Attention-Aware DPO for Reducing Hallucinations in Multi-Image QA
We introduce an attention-aware, multi-image augmented preference alignment method that improves accuracy by 8.5%, and further enhance inference-time alignment through adaptive attention scaling, yielding a 10% performance gain over the base model.
Harsh Sutariya*, Jeet Patel*, Shaswat Patel*, Vishvesh Trivedi*
Equal contribution. Authors in ascending lexographical order.
Project Summary
This project explores hallucination reduction in Large Vision-Language Models (LVLMs) when answering queries over multiple images. We propose Attention-aware Direct Preference Optimization (AA-DPO) and extend AdaptVis for inference-time optimization, achieving performance improvements in both alignment and answer quality.
1. Introduction
LVLMs excel at single-image reasoning, but multi-image tasks expose alignment flaws. We augment Direct Preference Optimization (DPO) with attention-aware penalties to discourage incorrect image focus. Our method improves accuracy by 8.5% and further by 10% using AdaptVis-based inference.

2. Related Work
Prior work mitigates hallucinations via preference learning (e.g., PPO, DPO) or contrastive/inference-time decoding. However, most approaches focus on single-image scenarios. Our method introduces an explicit attention-based training signal for multi-image QA.
3. Method
We modify the Direct Preference Optimization (DPO) loss to incorporate an attention penalty that discourages misallocated focus on irrelevant images. Specifically, the loss function combines:
- LDPO: Encourages higher probability for preferred answers
- Lattn: Penalizes low attention on the correct image
The final objective is: Ltotal = LDPO + λ × Lattn
, with attention weights extracted from decoder layers 14 to 22. These layers consistently show high focus on the target image.

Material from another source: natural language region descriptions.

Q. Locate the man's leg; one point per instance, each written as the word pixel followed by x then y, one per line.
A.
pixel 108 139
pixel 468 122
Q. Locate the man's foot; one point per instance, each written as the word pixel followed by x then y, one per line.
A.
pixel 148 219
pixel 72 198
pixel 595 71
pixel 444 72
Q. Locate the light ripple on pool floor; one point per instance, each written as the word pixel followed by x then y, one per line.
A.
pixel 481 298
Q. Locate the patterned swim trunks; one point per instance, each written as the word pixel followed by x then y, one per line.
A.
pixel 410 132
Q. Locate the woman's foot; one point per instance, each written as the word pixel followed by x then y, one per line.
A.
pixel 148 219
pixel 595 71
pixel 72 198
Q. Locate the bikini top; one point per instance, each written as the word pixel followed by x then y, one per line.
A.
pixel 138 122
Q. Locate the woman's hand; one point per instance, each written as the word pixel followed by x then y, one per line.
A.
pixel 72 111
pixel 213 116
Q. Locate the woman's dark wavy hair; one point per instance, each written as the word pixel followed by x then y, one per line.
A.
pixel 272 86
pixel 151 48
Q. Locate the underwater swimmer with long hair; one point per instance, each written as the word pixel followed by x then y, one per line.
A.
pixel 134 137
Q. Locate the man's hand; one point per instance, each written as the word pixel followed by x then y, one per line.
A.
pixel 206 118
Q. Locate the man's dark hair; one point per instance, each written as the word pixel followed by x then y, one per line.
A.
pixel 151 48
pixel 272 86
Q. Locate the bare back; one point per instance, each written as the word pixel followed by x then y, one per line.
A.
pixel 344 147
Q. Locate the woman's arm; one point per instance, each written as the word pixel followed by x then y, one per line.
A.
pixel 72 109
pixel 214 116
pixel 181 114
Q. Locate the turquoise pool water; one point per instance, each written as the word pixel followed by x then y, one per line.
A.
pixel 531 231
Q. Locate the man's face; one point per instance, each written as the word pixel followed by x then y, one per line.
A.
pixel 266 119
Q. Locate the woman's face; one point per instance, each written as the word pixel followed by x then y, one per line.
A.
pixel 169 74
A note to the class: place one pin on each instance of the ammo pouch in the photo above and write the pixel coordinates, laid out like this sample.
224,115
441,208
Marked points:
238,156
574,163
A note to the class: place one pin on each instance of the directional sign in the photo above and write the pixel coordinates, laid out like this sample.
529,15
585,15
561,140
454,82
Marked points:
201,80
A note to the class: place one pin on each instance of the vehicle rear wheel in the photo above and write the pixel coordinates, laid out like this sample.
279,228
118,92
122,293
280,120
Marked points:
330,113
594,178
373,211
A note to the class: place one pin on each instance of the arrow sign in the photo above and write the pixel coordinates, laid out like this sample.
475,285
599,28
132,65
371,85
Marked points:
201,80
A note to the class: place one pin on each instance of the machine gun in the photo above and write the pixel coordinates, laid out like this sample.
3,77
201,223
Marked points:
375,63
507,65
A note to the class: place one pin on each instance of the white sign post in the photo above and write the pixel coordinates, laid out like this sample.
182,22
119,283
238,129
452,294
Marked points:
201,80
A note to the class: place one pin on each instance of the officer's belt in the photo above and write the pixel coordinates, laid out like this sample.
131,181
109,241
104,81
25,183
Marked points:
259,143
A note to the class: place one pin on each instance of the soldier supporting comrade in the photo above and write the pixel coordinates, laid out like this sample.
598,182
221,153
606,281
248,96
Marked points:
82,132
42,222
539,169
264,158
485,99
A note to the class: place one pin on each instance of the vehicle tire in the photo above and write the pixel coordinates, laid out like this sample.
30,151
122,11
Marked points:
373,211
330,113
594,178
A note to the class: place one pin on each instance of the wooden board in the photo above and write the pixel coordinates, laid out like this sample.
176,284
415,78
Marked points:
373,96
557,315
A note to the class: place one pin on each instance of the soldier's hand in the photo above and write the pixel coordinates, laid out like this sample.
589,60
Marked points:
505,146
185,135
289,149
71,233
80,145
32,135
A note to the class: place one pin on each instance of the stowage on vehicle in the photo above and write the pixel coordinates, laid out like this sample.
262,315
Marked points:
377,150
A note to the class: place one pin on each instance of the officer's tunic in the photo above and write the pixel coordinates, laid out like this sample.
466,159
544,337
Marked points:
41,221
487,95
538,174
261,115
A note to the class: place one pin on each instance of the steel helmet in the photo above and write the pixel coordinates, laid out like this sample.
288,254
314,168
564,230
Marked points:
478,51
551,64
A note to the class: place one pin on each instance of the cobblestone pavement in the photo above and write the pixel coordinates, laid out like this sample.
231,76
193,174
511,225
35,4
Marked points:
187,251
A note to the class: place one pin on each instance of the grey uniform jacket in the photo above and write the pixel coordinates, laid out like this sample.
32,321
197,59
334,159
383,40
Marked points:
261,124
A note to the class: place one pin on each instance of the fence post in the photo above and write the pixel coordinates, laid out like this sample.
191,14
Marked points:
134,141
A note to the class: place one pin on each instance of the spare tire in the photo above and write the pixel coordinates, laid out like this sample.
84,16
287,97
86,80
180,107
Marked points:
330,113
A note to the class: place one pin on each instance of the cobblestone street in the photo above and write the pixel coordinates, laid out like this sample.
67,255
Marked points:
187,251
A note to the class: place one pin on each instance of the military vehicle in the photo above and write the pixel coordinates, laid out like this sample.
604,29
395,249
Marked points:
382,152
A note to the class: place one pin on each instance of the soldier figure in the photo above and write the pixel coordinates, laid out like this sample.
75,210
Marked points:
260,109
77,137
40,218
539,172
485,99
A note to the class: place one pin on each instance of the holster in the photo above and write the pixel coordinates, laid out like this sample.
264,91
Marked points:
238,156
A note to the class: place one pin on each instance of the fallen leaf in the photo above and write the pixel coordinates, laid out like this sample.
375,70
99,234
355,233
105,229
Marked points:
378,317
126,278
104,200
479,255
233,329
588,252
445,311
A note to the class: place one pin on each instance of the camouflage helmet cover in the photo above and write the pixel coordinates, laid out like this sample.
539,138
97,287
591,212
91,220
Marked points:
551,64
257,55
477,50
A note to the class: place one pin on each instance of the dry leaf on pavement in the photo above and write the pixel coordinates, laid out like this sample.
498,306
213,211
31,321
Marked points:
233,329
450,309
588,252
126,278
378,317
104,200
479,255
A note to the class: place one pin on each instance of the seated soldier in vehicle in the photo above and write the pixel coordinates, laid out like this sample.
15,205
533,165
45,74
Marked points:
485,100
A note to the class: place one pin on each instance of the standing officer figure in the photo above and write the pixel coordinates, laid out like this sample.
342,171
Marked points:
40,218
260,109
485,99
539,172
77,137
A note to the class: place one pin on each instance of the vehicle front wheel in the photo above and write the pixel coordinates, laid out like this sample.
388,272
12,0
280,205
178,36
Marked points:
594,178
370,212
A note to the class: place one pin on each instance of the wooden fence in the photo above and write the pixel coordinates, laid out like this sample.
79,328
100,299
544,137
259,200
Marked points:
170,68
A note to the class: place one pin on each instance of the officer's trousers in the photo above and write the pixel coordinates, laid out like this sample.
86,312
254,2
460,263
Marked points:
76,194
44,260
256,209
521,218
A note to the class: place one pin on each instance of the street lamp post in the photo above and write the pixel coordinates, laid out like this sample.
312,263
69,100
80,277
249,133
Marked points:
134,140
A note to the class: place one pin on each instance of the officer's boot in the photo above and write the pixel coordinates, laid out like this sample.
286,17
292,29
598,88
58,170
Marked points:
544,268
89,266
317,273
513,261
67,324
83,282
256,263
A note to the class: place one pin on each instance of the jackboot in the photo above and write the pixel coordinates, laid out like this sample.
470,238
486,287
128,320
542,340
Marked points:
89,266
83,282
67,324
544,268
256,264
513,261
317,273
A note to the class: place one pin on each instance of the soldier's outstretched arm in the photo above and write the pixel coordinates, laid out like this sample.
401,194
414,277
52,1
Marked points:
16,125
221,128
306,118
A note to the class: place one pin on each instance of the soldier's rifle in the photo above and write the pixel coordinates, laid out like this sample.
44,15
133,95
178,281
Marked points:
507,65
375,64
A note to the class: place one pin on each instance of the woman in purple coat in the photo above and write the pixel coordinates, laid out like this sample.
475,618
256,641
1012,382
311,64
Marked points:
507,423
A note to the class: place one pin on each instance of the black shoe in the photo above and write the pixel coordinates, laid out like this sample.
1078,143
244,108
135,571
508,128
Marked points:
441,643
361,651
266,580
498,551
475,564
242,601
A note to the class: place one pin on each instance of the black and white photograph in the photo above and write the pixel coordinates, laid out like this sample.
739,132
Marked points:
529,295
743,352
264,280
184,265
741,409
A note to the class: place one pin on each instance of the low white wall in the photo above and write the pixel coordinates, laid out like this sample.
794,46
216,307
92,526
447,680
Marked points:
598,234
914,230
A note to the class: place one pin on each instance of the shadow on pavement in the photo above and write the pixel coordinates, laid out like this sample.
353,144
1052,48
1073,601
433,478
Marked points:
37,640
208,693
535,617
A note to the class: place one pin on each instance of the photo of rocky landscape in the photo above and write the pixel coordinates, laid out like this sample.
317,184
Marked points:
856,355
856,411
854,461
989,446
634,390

Inference-Time Optimization
At inference, we extend AdaptVis, which scales attention scores based on model confidence. High confidence leads to sharper focus on visual tokens; low confidence causes smoothing to reduce overcommitment to incorrect regions.
Evaluation Strategy
To assess performance, we use the PixMo dataset, covering Sequence, Collage, and Pic-in-Pic scenarios. Each format includes 500 queries with 2–8 images. We evaluate models using a rubric scored by a strong LLM (Gemini, 2025) on:
- Relevance: Does the answer directly address the question?
- Accuracy: Is the response factually correct?
- Clarity: Is the answer coherent and unambiguous?
- Completeness: Does the answer cover all necessary information?
We prompted the LLM with a carefully crafted rubric (shown below) to ensure consistent, interpretable evaluations.

4. Results
We evaluate on PixMo dataset across Sequence, Collage, and Pic-in-Pic formats. Metrics include Relevance, Accuracy, Clarity, and Completeness (1–5 scale), as judged by a strong LLM.



AA-DPO improves average accuracy to 3.20 (from 2.95 baseline), with attention ratios better aligned to target images. With AdaptVis, performance improves further, especially on ambiguous visual compositions.
5. Conclusion
Our pipeline enhances LVLM alignment for multi-image inputs by integrating attention penalties into training. Future directions include benchmarking on complex datasets like MANTIS and exploring attention-based loss variants. A difficulty-tiered benchmark using CLIP embeddings is also proposed.